## Explained crap remains crap [Two-Stage / GS Designs]

Dear Detlew!

❝ I'm quite sure: This is because of the simulation error. The differences of the TIE without and with min.n2 are so small.

❝ Any try with a different seed of the random number generator may and will change the comparison.

As usual you are right.
The standard error of a single estimate from 1 mio simulations is $$\small{\sqrt{0.5\alpha/10^6}\approx 0.00016}$$. With random seeds results spread but the trend is obvious:

25 replicates; blue dots fixed seeds, light blue dots random seeds. Model fits, 95% and 99% prediction intervals.

Walking in the footsteps of zizou and trying an argument:
• In all methods the sample size of the second stage is estimated based on the adjusted α, the – generally – fixed GMR, target power, and the CV observed in the interim. Only for these conditions the respective adjusted α was validated (none of the published methods used a minimum n2). a
• Arbitrarily increasing n2 is a relevant change of the framework which would force it outside its validated boundaries. The chance to demonstrate BE (i.e., falsely rejecting the true Null) increases as well and hence, the Type I Error.
Since the α 0.0294 of Potvin’s1 Method B is overly conservative, ANVISA’s requirement fortunately controls the Type I Error (see the first plot above) but this might not be the case with other methods where the adjusted α gives a TIE closer to the nominal 0.05.

Consequences for the Consulta Pública N° 760:
• I don’t get the point why one should treat more subjects than necessary. IMHO, that’s not ethical. b
• If it will be implemented in its current form, one is bound to Potvin’s Method B.
Stupid because only applicable for GMR 0.95 and 80% power. Not fully adaptive (i.e., using the PE of the interim), no futility rules (maximum sample size, early stopping due to extreme PE, etc).
• Type 2 TSDs are seemingly not acceptable. Why? Fine for the FDA and Health Canada…
• Hopefully we can convince the ANVISA that other methods are valid as well. However, if the ANVISA insists on n2 ≥ 50% n1, simulations are mandatory to find a suitable – potentially lower – adjusted α.
• When nowadays dealing with crossover designs, I would leave the simulation-based methods aside and recommend Maurer’s2 approach instead. It is the most flexible one and allows to specify a minimum n2 (≥ 4) whilst controlling the TIE in the strict sense.
NB, the minimum n2 of the method is 4 (required for the ANOVA of the second stage).
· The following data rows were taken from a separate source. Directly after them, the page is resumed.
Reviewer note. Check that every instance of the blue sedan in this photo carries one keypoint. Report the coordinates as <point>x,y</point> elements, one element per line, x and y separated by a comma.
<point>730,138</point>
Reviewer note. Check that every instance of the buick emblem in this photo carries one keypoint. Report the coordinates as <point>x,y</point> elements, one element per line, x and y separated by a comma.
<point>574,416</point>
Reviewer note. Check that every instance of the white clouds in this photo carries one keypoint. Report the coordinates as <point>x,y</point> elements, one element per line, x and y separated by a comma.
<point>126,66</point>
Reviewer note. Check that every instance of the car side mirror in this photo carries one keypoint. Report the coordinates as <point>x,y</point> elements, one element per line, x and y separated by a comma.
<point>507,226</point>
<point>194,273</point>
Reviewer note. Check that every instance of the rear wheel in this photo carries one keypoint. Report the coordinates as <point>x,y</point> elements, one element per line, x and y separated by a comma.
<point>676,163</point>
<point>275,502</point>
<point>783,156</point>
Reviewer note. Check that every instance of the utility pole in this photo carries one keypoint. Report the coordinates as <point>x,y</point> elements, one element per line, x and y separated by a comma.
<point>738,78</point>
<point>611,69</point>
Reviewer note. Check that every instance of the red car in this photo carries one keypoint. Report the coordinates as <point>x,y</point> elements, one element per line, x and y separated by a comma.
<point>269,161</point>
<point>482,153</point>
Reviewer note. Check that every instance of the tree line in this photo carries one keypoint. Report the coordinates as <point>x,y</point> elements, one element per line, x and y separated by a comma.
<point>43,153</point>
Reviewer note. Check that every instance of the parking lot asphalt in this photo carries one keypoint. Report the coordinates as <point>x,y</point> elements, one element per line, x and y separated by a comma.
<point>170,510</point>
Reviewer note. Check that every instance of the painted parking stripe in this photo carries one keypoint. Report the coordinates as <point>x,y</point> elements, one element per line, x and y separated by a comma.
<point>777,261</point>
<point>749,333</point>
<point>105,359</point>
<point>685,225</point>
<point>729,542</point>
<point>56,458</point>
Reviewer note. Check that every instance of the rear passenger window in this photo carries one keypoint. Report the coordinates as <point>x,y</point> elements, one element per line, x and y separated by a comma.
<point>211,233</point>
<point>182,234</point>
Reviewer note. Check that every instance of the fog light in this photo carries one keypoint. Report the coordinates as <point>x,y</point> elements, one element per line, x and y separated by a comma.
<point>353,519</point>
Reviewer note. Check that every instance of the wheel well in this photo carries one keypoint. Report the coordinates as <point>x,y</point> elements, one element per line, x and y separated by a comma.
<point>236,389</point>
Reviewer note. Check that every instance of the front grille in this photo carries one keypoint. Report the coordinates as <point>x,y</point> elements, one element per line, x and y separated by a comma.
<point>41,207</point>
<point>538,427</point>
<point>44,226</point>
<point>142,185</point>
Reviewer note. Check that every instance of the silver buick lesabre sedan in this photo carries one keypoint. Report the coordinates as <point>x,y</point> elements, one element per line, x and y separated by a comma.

1. The minimum n2 of two subjects given in the EMA’s Q&A document is nonsense for obvious reasons: If a second stage can be initiated (study failed in stage 1 and interim power below target), any software will come up with balanced sequences. What’s the minimum? Guess.
2. Sponsors will like the increased power (see the second plot above). However, regulators should be interested in protecting the public health and not the profits of the industry.

1. Potvin D, DiLiberti CE, Hauck WW, Parr AF, Schuirmann DJ, Smith RA. Sequential design approaches for bioequivalence studies with crossover designs. Pharm Stat. 2008; 7(4): 245–62. doi:10.1002/pst.294.
2. Maurer W, Jones B, Chen Y. Controlling the type 1 error rate in two-stage sequential designs when testing for average bioequivalence. Stat Med. 2018; 37(10): 1587–607. doi:10.1002/sim.7614.